Sophomore Matthew Tant, the Commodores' bull elephant of a fullback, also reached the 500-mark this summer-- all the more remarkable when you consider that Tant weighs almost 100 pounds less than Geisinger.
"I did it this summer," said Tant. "Right at the end of summer we were allowed to set a p.r. (personal record). I got up to 470 and Coach [John] Sisk was like, 'Put 500 on there and try it once.'"
As he lay on the bench, the whole team gathered around Tant, sensing that something special was about to happen.
"That pumped me up," Tant said. "I just put it on there, and blew it up, chest to the rack."
To get an idea of how remarkable that is, many college teams boast about the number of players who have bench-pressed over 400 pounds... and typically those are 300-plus-pound offensive linemen. Tant is a diminutive 5-foot-11, 228.
Tant's feat had Bobby Johnson raving in speeches on the rubber-chicken circuit this summer, and provided him with a new one-liner. "I bench-pressed 500 pounds right after Matthew did," Johnson recently joked to a Commodore Club audience in Chattanooga. "I lifted 100 pounds, and I did it five times."
Tant is symbolic of the efforts the Commodores have put forth in the weight room in the offseason. Under the direction of Strength and Conditioning Coach John Sisk, players have been setting personal records by the boatload.
"We set so many personal records in the weight room this summer," Tant said. "We had 16 or 17 people who could bench-press over 400 pounds, and two over 500. That's the most we've ever had.
"I don't know the squat numbers, but everybody's squatting out the roof, up in the 600's. Everybody's stronger, and better conditioned."
Quarterback Jay Cutler increased his weight by about 15 pounds in the offseason to a sleek 222. Guided by Sisk, he also increased his bench press to 270, and his squat to 480.
"Coach Sisk is doing a heck of a job with us," said Cutler. "Our whole team has gotten bigger and stronger. That's what you have to do to be able to compete in the SEC."
Johnson also recently singled out starting offensive tackle Kenan Arkan as a player who had made great strides. "He was about 265 last year, and now is close to 300," Johnson said of Arkan. "He's a lot stronger too... his bench press has probably gone up 150 pounds."
According to Tant, the team reported to fall camp in measurably better condition than last season. Each player must pass a conditioning test at the beginning of fall practice-- a series of 110-yard sprints which must be run within a specified time that varies by playing position. Players who have not passed the test must do extra running after practice until they pass.

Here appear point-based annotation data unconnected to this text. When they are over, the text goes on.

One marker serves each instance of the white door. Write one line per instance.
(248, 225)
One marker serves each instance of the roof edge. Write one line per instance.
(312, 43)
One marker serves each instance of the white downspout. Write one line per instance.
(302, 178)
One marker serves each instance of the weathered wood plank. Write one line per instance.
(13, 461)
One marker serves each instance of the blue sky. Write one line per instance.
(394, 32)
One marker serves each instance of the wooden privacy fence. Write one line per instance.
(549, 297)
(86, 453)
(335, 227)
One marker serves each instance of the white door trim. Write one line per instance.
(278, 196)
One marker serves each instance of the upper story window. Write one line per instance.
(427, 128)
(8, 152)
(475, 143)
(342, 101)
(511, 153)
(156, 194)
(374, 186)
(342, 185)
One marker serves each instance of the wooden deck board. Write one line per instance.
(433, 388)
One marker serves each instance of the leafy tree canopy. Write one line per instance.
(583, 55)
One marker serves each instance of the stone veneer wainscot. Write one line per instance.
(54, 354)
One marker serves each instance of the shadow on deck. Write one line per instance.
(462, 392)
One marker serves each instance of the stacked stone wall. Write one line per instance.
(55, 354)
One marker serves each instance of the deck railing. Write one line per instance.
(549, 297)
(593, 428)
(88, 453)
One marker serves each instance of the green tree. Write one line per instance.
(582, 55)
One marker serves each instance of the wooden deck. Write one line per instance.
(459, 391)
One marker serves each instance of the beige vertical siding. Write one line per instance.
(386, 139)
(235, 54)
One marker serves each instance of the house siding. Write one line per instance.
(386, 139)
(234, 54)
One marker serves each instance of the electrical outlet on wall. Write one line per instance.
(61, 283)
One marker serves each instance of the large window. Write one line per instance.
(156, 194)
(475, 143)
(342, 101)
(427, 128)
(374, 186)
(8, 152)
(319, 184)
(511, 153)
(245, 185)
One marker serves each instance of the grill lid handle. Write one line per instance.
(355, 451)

"I came here in May and passed the conditioning test before we even started training," said Tant. "But there were several other guys that did it with me, and half the team was done with the conditioning test by July. So that shows you how much further we are ahead."
Unlike last year, all of the incoming freshmen passed the test on the first day of practice.
Tant is convinced that the overall conditioning of the team is the best in the three years he's been on campus-- a factor that that should make a big difference in the fourth quarter of games this fall.
"As I look around and see all the other young guys out on the field, mostly sophomores and juniors, people say we're young," Tant said. "And I say, yeah, we're young, but we've got a lot of talent. We're really athletic. We fly around on the field-- we're really aggressive. That's what Coach Johnson has instilled in us."
Tant (5-11, 228), who rotated snaps at tailback last year with Bara Cola, is a virtual lock for the starting fullback position in 2003. But the position of backup fullback is being hotly contested by a pair of seniors, Clark Lea (6-0, 230), and Zeke Brandon (6-1, 228).
"Clark and Zeke, I think are both competing right now to see who's going to be second-team," said Tant. "They're both doing well. They both have different things they do better than the other."